Para além da sua profunda fidelidade à missão e dos dotes intelectuais que geralmente são atribuídos a Cláudio de La Colombière, não posso deixar de ressaltar aquele que é, certamente, o aspecto da sua vida que mais sobressai: o de impulsionador incansável da devoção ao Coração de Jesus. Hoje em dia, para quem ainda ouve falar destas coisas, imagem do “Coração de Jesus” tende a criar alguma perplexidade. Bem, para quem não gaste destas coisas, uma imagem assim deverá ser, no mínimo, estranha…

Mas, o que é isto da devoção ao Coração de Jesus? Não é outra coisa senão a devoção ao Amor de Deus que se revela no seu filho Jesus. Numa época em que era muito grande a ameaça do jansenismo – em traços muito gerais, uma corrente de pensamento de carácter muito rigorista em termos morais, que defendia uma visão pessimista do homem – tornava-se importante suscitar entre os cristãos esta dimensão amorosa de Deus, que quer divinizar o género humano.

Portanto, esta nunca poderá ser uma devoção esgotada.
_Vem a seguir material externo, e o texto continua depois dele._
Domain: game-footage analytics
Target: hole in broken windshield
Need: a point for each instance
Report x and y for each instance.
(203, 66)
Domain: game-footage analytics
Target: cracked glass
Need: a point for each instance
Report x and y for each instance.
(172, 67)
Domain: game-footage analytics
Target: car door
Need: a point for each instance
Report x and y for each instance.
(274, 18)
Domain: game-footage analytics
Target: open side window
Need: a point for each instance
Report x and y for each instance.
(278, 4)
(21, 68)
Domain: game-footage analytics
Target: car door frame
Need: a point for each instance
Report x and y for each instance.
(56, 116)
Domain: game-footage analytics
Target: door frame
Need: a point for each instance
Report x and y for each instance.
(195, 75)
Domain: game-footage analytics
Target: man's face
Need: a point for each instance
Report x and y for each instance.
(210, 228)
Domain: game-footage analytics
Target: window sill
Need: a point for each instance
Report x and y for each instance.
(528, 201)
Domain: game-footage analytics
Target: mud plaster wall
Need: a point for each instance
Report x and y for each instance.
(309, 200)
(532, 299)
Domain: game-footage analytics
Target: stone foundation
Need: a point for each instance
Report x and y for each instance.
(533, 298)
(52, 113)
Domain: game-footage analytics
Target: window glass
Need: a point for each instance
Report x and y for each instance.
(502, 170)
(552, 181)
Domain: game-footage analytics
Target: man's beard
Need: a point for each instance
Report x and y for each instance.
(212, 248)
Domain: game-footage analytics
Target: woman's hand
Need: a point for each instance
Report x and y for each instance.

Nunca será demais falar de Deus como sendo Amor. De um Deus que, por amar sem limites o homem e a mulher que criou, se fez um de nós. Assim, nada no homem pode ser alheio ou estranho para Deus. De facto, precisamos de ouvir isto todos os dias. A humanidade precisa de escutar e tomar consciência deste amor em cada dia. Por isso, o Coração de Jesus não está fora de moda, porque não é de moda que se trata. É de Amor. Cláudio foi um dos que expeimentou este Amor, daí o seu zelo em difundi-lo. É próprio dos que se deixam amar assim.